Emma Murphy
Jan 24, 2023
The largest group of unionized Sonoma County government employees (our member local SEIU 1021) held a rally demanding higher wages and a stronger hiring effort to address high vacancies and turnover they say are impacting the delivery of public services.
Published by the Press Democrat on February 24, 2022. Article linked here.
The largest group of unionized Sonoma County government employees held a rally Tuesday demanding higher wages and a stronger hiring effort to address high vacancies and turnover they say are impacting the delivery of public services.
Bearing signs reading “Staff Sonoma” and “Respect Staff,” roughly 100 county employees wearing purple T-shirts delivered that message to the Board of Supervisors at its weekly meeting.
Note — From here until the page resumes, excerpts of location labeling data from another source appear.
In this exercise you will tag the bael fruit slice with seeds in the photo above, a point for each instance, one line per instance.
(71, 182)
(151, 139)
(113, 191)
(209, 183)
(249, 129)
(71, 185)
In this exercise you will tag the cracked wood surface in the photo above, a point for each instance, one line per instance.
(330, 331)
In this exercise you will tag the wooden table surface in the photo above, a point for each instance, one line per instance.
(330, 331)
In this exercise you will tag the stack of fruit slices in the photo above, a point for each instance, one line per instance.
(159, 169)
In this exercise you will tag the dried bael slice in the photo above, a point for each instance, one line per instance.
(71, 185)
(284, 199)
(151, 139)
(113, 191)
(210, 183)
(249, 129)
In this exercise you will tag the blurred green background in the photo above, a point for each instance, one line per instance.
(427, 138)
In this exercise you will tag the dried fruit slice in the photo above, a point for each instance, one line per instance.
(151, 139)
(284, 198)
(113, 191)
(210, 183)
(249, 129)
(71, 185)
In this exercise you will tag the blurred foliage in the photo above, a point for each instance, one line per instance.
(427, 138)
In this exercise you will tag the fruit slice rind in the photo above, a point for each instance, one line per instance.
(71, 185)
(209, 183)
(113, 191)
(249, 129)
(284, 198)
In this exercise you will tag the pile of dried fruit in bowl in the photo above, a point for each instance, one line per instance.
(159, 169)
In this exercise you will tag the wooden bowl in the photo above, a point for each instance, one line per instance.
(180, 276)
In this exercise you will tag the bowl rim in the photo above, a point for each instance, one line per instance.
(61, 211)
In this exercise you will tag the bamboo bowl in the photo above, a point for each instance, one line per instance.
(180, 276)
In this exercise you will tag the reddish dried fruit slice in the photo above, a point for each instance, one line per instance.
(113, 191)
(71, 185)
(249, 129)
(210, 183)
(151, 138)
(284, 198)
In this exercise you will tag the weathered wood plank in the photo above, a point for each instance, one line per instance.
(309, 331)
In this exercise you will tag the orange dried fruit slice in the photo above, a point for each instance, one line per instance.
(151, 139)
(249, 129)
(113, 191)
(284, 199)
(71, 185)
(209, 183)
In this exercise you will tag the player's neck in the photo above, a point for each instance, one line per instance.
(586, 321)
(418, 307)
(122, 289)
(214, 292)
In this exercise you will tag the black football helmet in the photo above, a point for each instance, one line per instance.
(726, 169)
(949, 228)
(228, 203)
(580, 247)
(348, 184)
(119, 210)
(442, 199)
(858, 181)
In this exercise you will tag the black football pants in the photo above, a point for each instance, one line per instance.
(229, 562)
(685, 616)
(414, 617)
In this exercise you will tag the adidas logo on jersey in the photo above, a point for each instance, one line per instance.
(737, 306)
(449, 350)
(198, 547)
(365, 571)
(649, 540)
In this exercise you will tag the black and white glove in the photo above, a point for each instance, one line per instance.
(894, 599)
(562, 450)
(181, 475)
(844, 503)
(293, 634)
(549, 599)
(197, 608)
The group rallied outside the county’s administration building in Santa Rosa before some of the crowd went inside to speak during the board’s public comment period.
Officials with Service Employees International Union Local 1021 have described a “severe staffing crisis” within county departments. Workers say it is fueling burnout and shouldering employees with an overwhelming workload.
As a result, employees are leaving across departments and management levels, union members say, impacting delivery of services ranging from social work to property tax assessments.
“The county is just hemorrhaging good people,” said Ellie Campbell-Brown, a union officer and adoption social worker with child protective services.
SEIU Local 1021, which represents about 2,300 of the county’s roughly 4,000 employees — the largest local government workforce in the North Bay — is in the middle of contract negotiations with county management. The contract expires in February and SEIU’s main push is for pay hikes to address the high cost of living in Sonoma County, said Jana Blunt, SEIU Local 1021 president.
“What do we want? A contract! When do we want it? Now!” came the group’s rally cry, which reverberated off the marble walls of the main hallway at the administration building as employees marched through Tuesday morning before heading back outside.
The county is taking employees’ concerns seriously, Board of Supervisors Chair Chris Coursey said in an interview Tuesday afternoon. He added the board has been discussing recruitment and retention “long before negotiations started.”
“This is a problem not just in county government...,” Coursey said. “It’s a challenge in every workplace to keep people in jobs.”
In addition to pay hikes, SEIU is seeking better benefits for part-time relief staff and an updated job classification plan.
“There are just fewer and fewer reasons to work at the county, let alone stay,” Blunt said. “It’s not the golden employment that it used to be.”
In December, the Board of Supervisors approved a living wage adjustment to raise wages for its lowest paid workers and county contractors by 2.74%, to $17.25 an hour.
“We’re very happy about (that),” Blunt said.
She added, however, that the living wage raise reflects “how low some of our workers were making.”
Meanwhile, in November consumer prices increased by 6.2% year over year, according to data from the Bureau of Labor Statistics, an agency of the U.S. Labor Department.
Blunt said the county has offered 5%, 4% and 3% raises over three years, “a little less than half” of what SEIU proposed.
“Is this how lowly they value the public?” Blunt asked. “Because you get what you pay for.”
Coursey disputed the figures that Blunt outlined and said the county was “offering more” at the table. He described the county’s counter as “probably the best financial package that’s been offered to any county workforce in decades,” but declined to specify the details.
“They want to do their negotiation in public, that’s fine,” Coursey said. “I do not.”
The county’s vacancy rate has hovered around 12% for the past year, but Blunt said the issue began in 2017 following the wildfires.
In April 2022, then-Human Resources Director Christina Cramer highlighted the stress caused by burnout, high vacancies and high turnover during the county’s budget workshops.
“This means staff are strained,” Cramer said during the budget workshops last year. “There are feelings of stress and anxiety and fatigue.”
Cramer recently left the county for a position in Marin County after eight years as the county’s personnel chief.
In December, the board approved hiring bonuses for some new hires, ranging from $25,000 to $30,000 for positions in the Sheriff’s Office.
On Tuesday, several county employees criticized the use of hiring bonuses as a “temporary band aid” that will not keep people long-term.
“It’s lazy and frankly it’s not going to attract the people that we need to serve this county,” said Travis Balzarini, the local chapter’s vice president and employee in the information systems department.
Coursey said the bonuses were intended to speed up hiring.
“I understand that hiring bonuses are not across the board raises,” Coursey said. “We’re offering across the board raises.”
Amos Eaton, an employee in the county’s Human Services Department who is currently on leave, said the impact of a shrinking workforce can cause safety issues, such as when road crews are spread thin, and lead those waiting for social services to fall through the cracks. The shortages are also causing delays in other government work like issuing permits, he said.
“When we’re understaffed we can’t provide the services they ask of us,” said Eaton, who has worked for the county for 17 years and is a union officer.
In an interview after the rally, Campbell-Brown, who has worked for the county for 15 years, said it is taking “a year or longer” to process adoptions.
Addressing the Board of Supervisors, Sherry Bradford described how new hires at a county-run call center usually do not stay longer than six months.
“The public should be very angry,” Bradford said.